March 20, 2014

P'burgh City School talks tax-levy limit

PLATTSBURGH — Plattsburgh City School District must work with a tax cap that is significantly lower than in years past. 

The district’s 2014-15 levy limit, which awaits approval from the Office of the State Comptroller, has been calculated at .16 percent, an increase of $32,545. 

“It is approximately, or effectively, a zero increase,” City School Associate Superintendent Jay Lebrun told the board at a recent meeting. 

The district’s 2013-14 levy increase was 2.49 percent; its allowable limit was 5.58 percent.

The board, Lebrun noted, will have to discuss whether it wishes to put before voters a 2014-15 budget that exceeds the cap. 

Each percentage increase in the levy generates about $203,000, the associate superintendent said. 
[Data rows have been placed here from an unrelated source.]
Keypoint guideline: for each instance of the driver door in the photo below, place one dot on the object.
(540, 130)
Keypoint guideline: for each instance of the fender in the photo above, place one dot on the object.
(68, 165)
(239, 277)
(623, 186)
For a spending plan exceeding the tax cap to pass, it must have at least 60 percent voter approval, while a budget within the limit requires only a simple majority. If a district’s first proposal is voted down, it has one more chance to pass a plan before it must go to a contingency budget. 

In May 2012, city residents voted down the school’s proposed 2012-13 spending plan, which exceeded its then-3.01 percent cap by more than 2 percent. Voters later approved a plan for that year within the limit. 

While the district’s allowable tax-levy increase for 2014-15 is minimal, Lebrun noted, health-insurance rates are set to go up 3 percent; Workers Compensation, 8.5 percent; and Teacher Retirement System, 9.2 percent.

The school does not know its salary costs for next year because contracts for both its teachers’ and administrators’ unions are currently open. 

The district’s known expenditures, combined with the state aid figures reflected in Gov. Andrew Cuomo’s Executive Budget Proposal, Lebrun said, create a budget gap of about $2.7 million. 

However, he noted, “that’s not uncommon for this time of year. That will change.”


The district is still waiting for some very important information, Lebrun continued, that “will ultimately define how big our gap and how serious our gap is and remains.”